Сочинение на вольную тему | страница 53
— Не сказать, чтоб давно… Живут… Сам увидишь, — забеспокоился, будто виноватый в чем-то, Андрей.
— Ты налил бы еще, — подсказала ему Ганна, поглядывая на мужчин напряженным взглядом.
— Нет, мне достаточно! — остановил Андрееву руку с бутылкой Игнат. — Ты, вопщетки, имеешь что-то мне сказать, да не осмелишься. Так давай!
— Ну что ж, — начал Андрей. — Если б не встретились мы с тобой, пусть бы лучше другой кто сказал тебе все это, а раз так получилось, должен буду сказать я. На мою долю выпало быть твоим сватом, так, видать, до конца. Дома у тебя не все ладно. Как оно и что, сам увидишь.
— Сам увижу — это ясно. Живы все — дети, Марина?
— Живы…
— Тогда что же? Другой мужик в хате?
— Был. Теперь, кажись, нет. Марина выпроводила его. Выпроводила, как только пришло от тебя письмо.
— Ясно. — Игнат сжал зубы, на скулах заострились, окаменели желваки. — Ясно. А кто он?
— Из партизан. Стоял в твоей хате, был тяжело ранен, долго не мог оклематься. Так и…
— Прижился, — ответил за него Игнат.
— Не прижился, раз выпроводила, — резко вмешалась Ганна.
— И что ж мне теперь делать? — тихо спросил Игнат.
— Что делать? Домой иди, — снова заговорила Ганна. — Домой. У тебя дети, трое их. И они ждут батьку. А сами разберетесь. Разберетесь как-нибудь. Мало ли что бывает на свете, мало что людям видится. Надо самому поглядеть, разобраться.
— Вопщетки, это так. Надо будет разобраться, — спокойно заметил Игнат, так спокойно, что Ганна удивленно уставилась на него: не показалось ли ей это? Игнат глубоко затянулся, выпустил дым, наигранно веселым тоном произнес: — Вот тебе, брат, и «ку-ку-ку». Первая кукушка, первая радость.

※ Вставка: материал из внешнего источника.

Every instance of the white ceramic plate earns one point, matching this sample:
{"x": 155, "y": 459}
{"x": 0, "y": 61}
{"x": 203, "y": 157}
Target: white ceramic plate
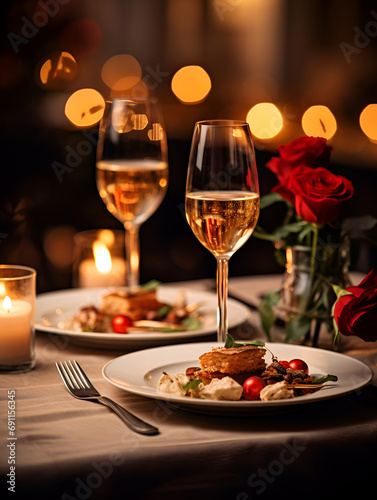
{"x": 140, "y": 371}
{"x": 54, "y": 309}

— Что за «ку-ку-ку»? — переспросила Ганна.
— Так, — махнул рукой Андрей. — Шли со станции и услыхали кукушку.
— Ну и что?
— Ничего, — сказал теперь уже Игнат. — Я давно не слышал, как они кукуют. И вот услышал… Кукушки всегда кукуют в два выдоха, дуплетом: «ку-ку», а эта с тройным доворотом — «ку-ку-ку». Аж дивно.
— Ну и нехай себе, — не могла взять в толк Ганна.
— Конечно, нехай себе. Просто это моя первая кукушка дома. Да-а… Так что, вопщетки, сегодня мне, наверно, выбираться в дорогу не стоит?
— О какой дороге ты говоришь? Ночь на дворе, — неожиданно рассердился Андрей.
Желая успокоить его, Игнат хлопнул по плечу и задержал на нем руку. Потом встал из-за стола.
На дворе и вправду была уже ночь. Внизу за огородами лежало болотце, текла речка, и оттуда тянуло свежестью.
Вспомнился Игнату последний вечер с Хведором Вержбаловичем: и тот дергач, и звон лошадиных пут, и тревога в душе и на земле. На какое-то мгновение ему показалось, будто ничего с той поры не изменилось и вообще ничего не произошло, что это тянется все тот же вечер. Но это ощущение сразу же сменилось суровой и ясной трезвостью, пониманием неизбежности всего, что было после той ночи. И та неудачная попытка уйти к партизанам, и немцы с Мостовским, и ночное кладбище… И все то, что было и последовало затем — их скитания с Тимохом, потом партизаны, переход через линию фронта, ранение, госпиталь, и снова фронт, и Германия, и вот это возвращение домой, и то, чем встретил его родной дом. И он почувствовал некую вину перед Хведором и Лександрой, словно причиной всему, что случилось и как случилось с ними, был не кто иной, как он, Игнат. Точно он был виною тому, что им скрутили руки и увезли в Клубчу. Увезли, чтобы загубить, загнать в землю.